Askeri amaçlı oluşturulmuştur ancak diğer biçimiyle bir birini kabul etme, senin sınırın buraya kadar benimki şuraya kadar anlamına da geliyor. Kerkük'te hendek kazma devam ediyor, mevziler yapılıyor, duvarlar örülüyor.

Kuzey Kürdistan’da AKP devletinin uyguladığı vahşet ve bu vahşete karşı direniş devam ediyor. Kuzey Kürdistan’da Sivil Savunma Birlikleri ilan edildi. Bu adım Kürtlerin mücadelesi açısından ne ifade ediyor?

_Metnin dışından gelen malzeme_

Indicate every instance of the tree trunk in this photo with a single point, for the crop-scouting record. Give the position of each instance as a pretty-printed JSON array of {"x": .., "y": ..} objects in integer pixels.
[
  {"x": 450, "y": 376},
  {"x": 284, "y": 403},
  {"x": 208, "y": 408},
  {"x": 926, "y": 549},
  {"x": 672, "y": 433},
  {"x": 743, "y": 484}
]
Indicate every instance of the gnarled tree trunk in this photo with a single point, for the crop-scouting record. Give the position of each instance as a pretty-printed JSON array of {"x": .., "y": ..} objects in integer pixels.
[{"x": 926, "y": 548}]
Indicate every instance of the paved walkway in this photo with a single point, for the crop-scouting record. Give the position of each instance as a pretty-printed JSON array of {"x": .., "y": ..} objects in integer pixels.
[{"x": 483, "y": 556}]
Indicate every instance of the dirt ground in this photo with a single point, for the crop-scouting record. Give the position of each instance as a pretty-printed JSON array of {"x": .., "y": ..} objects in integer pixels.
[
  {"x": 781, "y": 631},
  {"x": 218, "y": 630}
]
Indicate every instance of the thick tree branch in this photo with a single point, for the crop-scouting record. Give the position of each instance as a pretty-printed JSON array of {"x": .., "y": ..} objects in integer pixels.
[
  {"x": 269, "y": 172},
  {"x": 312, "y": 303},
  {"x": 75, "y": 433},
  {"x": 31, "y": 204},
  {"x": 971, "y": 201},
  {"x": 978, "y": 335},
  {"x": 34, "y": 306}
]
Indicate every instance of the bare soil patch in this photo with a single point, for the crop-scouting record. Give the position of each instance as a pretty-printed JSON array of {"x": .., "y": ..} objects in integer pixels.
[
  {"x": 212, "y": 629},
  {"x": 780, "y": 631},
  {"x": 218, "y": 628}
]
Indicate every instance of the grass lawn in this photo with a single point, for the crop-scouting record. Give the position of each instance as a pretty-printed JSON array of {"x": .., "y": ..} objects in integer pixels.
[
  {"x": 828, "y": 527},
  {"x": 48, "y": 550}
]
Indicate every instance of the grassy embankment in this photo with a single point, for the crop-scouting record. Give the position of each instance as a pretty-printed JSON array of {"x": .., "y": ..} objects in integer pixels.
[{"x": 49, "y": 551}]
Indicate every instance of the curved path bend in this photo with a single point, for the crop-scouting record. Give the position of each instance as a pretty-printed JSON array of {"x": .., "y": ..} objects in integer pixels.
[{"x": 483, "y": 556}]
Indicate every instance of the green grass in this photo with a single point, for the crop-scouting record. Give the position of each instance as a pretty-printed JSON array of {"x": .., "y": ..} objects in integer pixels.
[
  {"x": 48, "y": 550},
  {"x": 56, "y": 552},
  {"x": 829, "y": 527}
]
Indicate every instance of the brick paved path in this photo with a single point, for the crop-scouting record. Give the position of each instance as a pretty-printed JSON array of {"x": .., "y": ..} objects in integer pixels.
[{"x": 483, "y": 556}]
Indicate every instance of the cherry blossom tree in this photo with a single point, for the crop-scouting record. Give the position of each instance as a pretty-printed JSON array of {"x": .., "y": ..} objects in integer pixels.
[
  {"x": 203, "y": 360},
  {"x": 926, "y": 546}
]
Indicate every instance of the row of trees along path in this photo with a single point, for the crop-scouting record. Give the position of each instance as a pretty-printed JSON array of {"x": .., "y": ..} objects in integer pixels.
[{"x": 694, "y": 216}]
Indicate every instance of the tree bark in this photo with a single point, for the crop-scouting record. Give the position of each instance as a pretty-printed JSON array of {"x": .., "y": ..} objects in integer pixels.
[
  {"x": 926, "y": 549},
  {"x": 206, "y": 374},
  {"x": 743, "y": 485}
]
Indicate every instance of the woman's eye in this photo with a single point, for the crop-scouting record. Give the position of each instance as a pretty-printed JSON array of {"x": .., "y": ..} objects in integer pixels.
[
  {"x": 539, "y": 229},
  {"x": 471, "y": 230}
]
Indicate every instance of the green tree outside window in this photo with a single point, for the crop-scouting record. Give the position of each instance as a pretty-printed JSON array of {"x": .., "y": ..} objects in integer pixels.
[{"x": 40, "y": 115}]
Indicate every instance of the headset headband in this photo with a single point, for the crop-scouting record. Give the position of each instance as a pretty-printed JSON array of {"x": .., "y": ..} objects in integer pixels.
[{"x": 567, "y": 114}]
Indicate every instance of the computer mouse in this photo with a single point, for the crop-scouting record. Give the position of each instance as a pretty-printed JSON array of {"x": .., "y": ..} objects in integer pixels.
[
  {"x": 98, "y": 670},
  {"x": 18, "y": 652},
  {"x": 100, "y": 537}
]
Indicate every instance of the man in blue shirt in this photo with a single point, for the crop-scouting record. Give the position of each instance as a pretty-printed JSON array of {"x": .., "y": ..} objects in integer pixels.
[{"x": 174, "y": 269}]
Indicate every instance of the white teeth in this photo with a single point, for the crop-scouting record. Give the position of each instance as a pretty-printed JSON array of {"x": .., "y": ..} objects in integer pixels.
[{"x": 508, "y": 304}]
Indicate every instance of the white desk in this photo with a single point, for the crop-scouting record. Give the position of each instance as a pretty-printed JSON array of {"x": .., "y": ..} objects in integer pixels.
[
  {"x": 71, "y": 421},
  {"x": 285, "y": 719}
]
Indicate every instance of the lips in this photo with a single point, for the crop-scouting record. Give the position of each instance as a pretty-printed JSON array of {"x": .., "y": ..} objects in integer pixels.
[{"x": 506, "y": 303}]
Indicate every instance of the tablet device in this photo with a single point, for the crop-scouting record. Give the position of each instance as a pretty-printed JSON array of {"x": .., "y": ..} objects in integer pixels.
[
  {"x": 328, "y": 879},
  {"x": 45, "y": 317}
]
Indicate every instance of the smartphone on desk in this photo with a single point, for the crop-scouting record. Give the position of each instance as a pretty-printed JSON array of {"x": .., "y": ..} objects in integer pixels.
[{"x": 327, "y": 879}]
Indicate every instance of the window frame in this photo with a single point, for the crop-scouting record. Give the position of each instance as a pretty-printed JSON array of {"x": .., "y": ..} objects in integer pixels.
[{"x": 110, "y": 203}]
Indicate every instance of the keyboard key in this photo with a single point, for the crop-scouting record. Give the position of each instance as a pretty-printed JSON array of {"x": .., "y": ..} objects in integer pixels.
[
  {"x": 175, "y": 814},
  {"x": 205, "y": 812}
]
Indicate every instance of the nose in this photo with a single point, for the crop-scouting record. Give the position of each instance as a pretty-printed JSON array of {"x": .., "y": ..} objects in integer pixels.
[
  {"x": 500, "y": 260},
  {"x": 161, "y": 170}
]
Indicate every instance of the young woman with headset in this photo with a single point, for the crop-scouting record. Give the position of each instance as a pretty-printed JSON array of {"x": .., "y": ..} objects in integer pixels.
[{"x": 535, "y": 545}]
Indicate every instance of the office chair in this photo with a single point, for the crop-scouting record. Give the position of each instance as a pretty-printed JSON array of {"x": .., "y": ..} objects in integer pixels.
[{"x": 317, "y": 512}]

Kuzey Kürdistan’da AKP çetelerine karşı tarihi bir direnişi sergileyen halkımızı Maxmur ve Kerkük’teki gerilla güçlerimiz adına saygıyla selamlıyor, direnişlerini kutluyorum. Bu direnişte şehit düşenlerin anıları önünde saygıyla eğiliyor, yaralılarımıza acil şifalar diliyorum. Bu direnişler şu anlama geliyor: Halkımız devletle yaşamak istemiyor. Demokratik özerklik ilanı bu anlama geliyor. Sergilenen direniş bu anlama geliyor. Halkımız katliam ve soykırım sistemini kabul etmiyor, bu sisteme karşı direniyor. Doğru olan da budur.

YPS İLANLARI DEVAM EDECEKTİR

İlk kez halkımız devlete karşı sokak sokak, ev ev, il il, ilçe ilçe direniyor. Bu çok önemli bir gelişmedir. YPS ve YPS- JİN ilanları çok önemlidir, selamlıyoruz. Bu ilanların Kürdistan’ın bütün il ve ilçelerinde gelişeceğine inanıyorum. Çünkü Kürdistan halkı kendi öz yönetimiyle kendi öz gücüyle yaşamak ve kendi kendisini yönetmek istiyor.

GÜNEYLİ GENÇLERİMİZ ULUSAL BİR TAVIR SERGİLEDİ

YPS ve YPS-JİN öncülüğünde önemli bir direniş var. Güney Kürdistanlı gençler de kuzey direnişine katılmak istediklerini deklere ediyorlar. Güney Kürdistanlı gençlerin bu tutumu ne anlama geliyor sizce?

Güney Kürdistan gençlerinin açıklamaları çok yerinde ve ulusal bir tavırdır. Ben buna benzer desteklerin her yerde gelişeceğine inanıyorum, Kürdistan gençliğinden beklentimiz bu temeldedir. Nasıl ki Kobane direnişinde halkımız tek yürek olmuşsa, bu gün de Kuzey Kürdistan için tek yürek olmamız gerekiyor. Bu temelde dört parça Kürdistan’daki, yurtdışındaki halkımızın ve Kürt gençliğinin, her yerde halkımızın bu görkemli direnişinde yer alması gerekiyor. Herkesi YPS ve YPS-JIN saflarına katılmaya davet ediyorum.